AI coding assistants write vulnerable code nearly half the time they touch security-sensitive scenarios, according to Veracode research cited by the dataset's authors.
SecureCode is a 2,185-example dataset released on Hugging Face, built to fill a gap: no public training set previously covered both traditional web security and AI/ML-specific threats in a format ready for instruction tuning. The web security half spans 1,435 examples across the OWASP Top 10 2021, 11 programming languages, and 9 frameworks, every one grounded in documented CVEs. The AI/ML half adds 750 examples covering all 10 categories of the OWASP LLM Top 10 2025, touching frameworks including LangChain, OpenAI, and Hugging Face. Each example follows a four-turn structure: feature request, vulnerable and secure implementations with attack demos, advanced probing, and defense-in-depth guidance.

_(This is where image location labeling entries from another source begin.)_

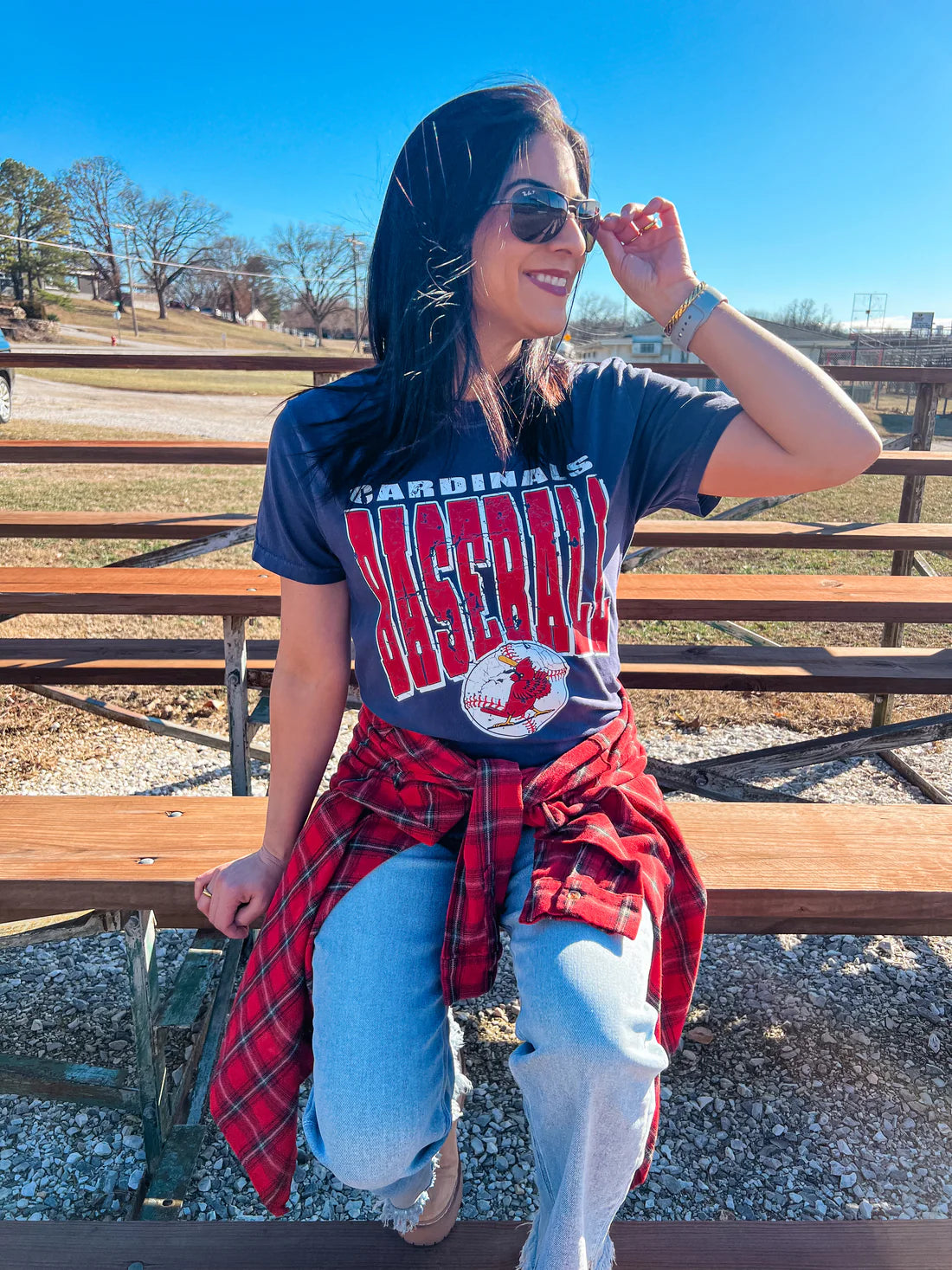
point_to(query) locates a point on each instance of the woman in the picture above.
(461, 510)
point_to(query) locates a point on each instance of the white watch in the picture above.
(697, 313)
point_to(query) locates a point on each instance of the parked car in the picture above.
(8, 377)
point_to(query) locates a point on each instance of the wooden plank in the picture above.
(642, 666)
(133, 452)
(764, 668)
(782, 597)
(767, 867)
(726, 667)
(676, 596)
(320, 364)
(184, 1000)
(834, 1245)
(133, 661)
(116, 525)
(180, 359)
(827, 536)
(911, 464)
(197, 592)
(897, 462)
(78, 1082)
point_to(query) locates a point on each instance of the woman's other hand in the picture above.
(649, 261)
(241, 892)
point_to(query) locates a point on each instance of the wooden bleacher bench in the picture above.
(676, 596)
(117, 525)
(225, 1245)
(902, 462)
(769, 869)
(238, 595)
(749, 668)
(732, 535)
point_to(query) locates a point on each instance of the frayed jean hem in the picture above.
(606, 1260)
(407, 1218)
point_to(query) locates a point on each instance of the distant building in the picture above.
(647, 345)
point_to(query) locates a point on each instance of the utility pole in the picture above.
(353, 240)
(125, 229)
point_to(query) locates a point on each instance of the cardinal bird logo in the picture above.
(516, 688)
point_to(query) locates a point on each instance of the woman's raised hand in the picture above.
(649, 261)
(241, 892)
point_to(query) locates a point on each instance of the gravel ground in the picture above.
(814, 1081)
(185, 414)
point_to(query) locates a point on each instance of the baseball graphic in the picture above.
(517, 688)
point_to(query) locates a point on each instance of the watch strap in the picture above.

The practical bet here is that fine-tuning on structured, multi-turn security conversations will produce models that handle threat modeling as a first-class concern rather than an afterthought. The researchers released eight fine-tuned open-source models ranging from 3B to 20B parameters alongside an evaluation framework with four security-specific metrics — giving teams something to benchmark against rather than just raw training data. The AI/ML component alone earned a rubric-calibrated mean quality score of 93.8 out of 100 across more than 10,500 automated assessments.
Whether fine-tuning on any dataset actually closes the 45% vulnerability gap in production remains the open question — but at minimum, SecureCode gives researchers a common baseline that didn't exist before.